La question que je me pose, personnellement, c'est : et alors ? Dans le mesure où l'on parle de testostérone endogène ou «naturelle», et non de dopage ou d'athlètes transgenres (qui sont une question différente, il me semble, que je n'aborderai pas ici), en quoi est-ce que cela constituerait un avantage déloyal ? Certaines athlètes naissent avec un super cardio, d'autres avec plus de fibres musculaires qui donnent de l'«explosion», comme on dit, d'autres naissent plus grandes, d'autres sont naturellement flexibles, etc. Alors si certaines viennent au monde avec un profil hormonal particulier, pourquoi est-ce que cet avantage-là serait injuste ? Si une jeune femme faisant de l'hyperplasie congénitale des surrénales est éliminée en 16e de finales parce qu'elle court sur de petites jambes, tout le monde dira qu'elle a simplement été battue par de meilleures qu'elle. Alors si une autre femme ayant la même condition médicale mais qui aurait le «bonheur génétique» de ne pas être trop petite gagne des compétitions, pourquoi conclure autre chose que : «elle a battu de moins bonnes qu'elle» ?

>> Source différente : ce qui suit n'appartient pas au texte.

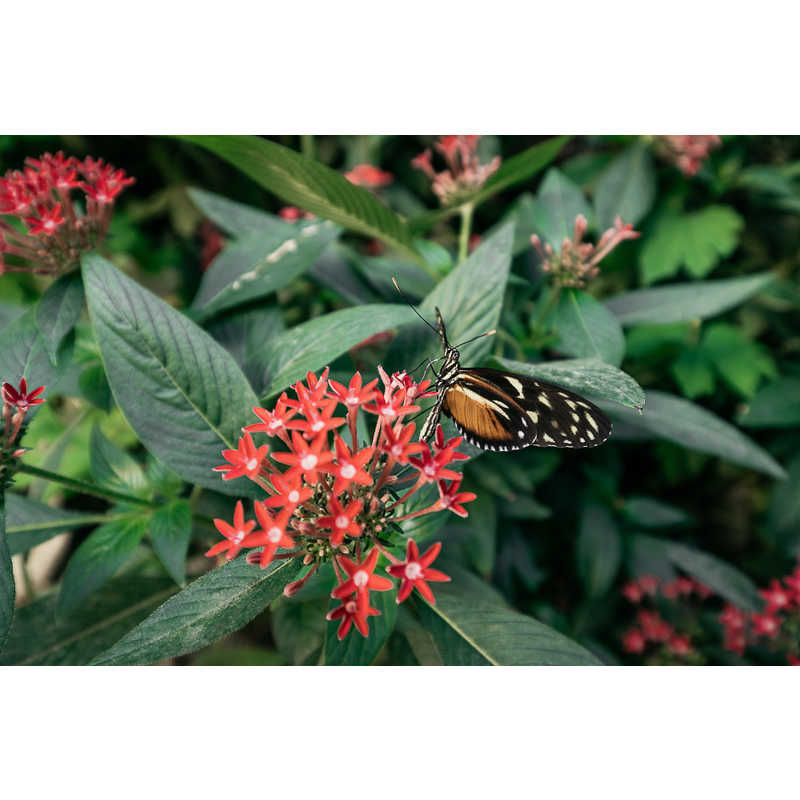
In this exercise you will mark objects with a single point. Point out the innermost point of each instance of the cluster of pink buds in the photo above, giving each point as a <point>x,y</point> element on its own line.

J'ai beau retourner la question dans tous les sens, je ne vois pas pourquoi. Sauf, bien sûr, si l'on impose une définition de la féminité, sauf si l'on dit «une femme, c'est ceci (moins de 5 nmol/l) et cela ne peut pas être cela (plus de 5 nmol/l)», et que l'on tient à ce point à cette définition que l'on accepte d'exclure... des femmes. Mais ici, comme le dit M. Cooper, on n'est clairement pas dans la science, mais plutôt dans l'éthique et les normes sociales. Ce qui est un terrain beaucoup plus glissant — mais encore une fois, pas une raison d'empêcher des femmes de courir contre d'autres femmes.